Skip to main content

Market Basket Analysis with Oracle Machine Learning and Oracle Analytics

Introduction

Recommendations are usually always there to stimulate you to buy additional products or services regardless if you are shopping online or in a store. Sometimes these recommendations are just intuitions of sales manager, but more often these are prepared using some machine learning algorithm, for example Association Rules.

When Association Rules modeling is applied to transaction sales data, the model is called Market-Basket Analysis.
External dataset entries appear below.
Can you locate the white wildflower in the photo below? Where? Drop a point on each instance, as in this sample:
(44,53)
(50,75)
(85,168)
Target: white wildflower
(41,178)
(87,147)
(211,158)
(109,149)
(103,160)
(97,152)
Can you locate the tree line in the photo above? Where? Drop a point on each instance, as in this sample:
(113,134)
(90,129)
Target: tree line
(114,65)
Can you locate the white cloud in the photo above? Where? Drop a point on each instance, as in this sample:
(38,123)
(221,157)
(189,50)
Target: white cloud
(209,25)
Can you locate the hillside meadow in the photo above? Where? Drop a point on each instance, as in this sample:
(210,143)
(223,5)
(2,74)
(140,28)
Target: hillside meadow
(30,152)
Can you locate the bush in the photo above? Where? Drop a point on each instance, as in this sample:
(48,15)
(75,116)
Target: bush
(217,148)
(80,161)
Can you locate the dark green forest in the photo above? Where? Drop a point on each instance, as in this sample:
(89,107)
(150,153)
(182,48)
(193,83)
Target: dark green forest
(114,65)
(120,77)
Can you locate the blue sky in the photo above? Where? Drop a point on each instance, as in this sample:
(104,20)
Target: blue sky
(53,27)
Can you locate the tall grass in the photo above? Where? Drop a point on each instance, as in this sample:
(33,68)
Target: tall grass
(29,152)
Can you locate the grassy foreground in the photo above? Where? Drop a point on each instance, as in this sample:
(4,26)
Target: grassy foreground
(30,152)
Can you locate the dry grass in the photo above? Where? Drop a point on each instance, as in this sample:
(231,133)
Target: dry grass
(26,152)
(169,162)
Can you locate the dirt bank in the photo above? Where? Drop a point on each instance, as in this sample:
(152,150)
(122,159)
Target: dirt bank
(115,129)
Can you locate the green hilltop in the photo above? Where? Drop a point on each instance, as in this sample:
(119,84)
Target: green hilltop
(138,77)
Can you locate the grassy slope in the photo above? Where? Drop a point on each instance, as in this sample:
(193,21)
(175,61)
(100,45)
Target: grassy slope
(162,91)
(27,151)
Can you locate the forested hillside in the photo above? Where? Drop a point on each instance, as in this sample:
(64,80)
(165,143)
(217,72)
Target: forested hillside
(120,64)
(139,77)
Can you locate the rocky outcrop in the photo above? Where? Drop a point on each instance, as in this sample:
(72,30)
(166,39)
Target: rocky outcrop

Market-Basket Analysis can be used in various situations, from direct marketing, sales promotions, discovering business trends, but also for effectively managing store layouts, catalog design or for exposing cross-sell opportunities in a web store.

Since we I am not going to discuss theory about Market Basket Analysis and Association Rules, please find more information here: 

  • https://docs.oracle.com/en/database/oracle/oracle-database/19/dmcon/data-mining-basics.html,
  • https://docs.oracle.com/en/database/oracle/oracle-database/19/dmcon/association.html.

Key Rule Metrics: Support, Confidence and Lift

Support is a measure that tells us how many times an itemset appears in a dataset.

Confidence of a rule indicates the probability of both the antecedent and the consequent appearing in the same transaction.

Confidence is the ratio of the rule support to the number of transactions that include the antecedent.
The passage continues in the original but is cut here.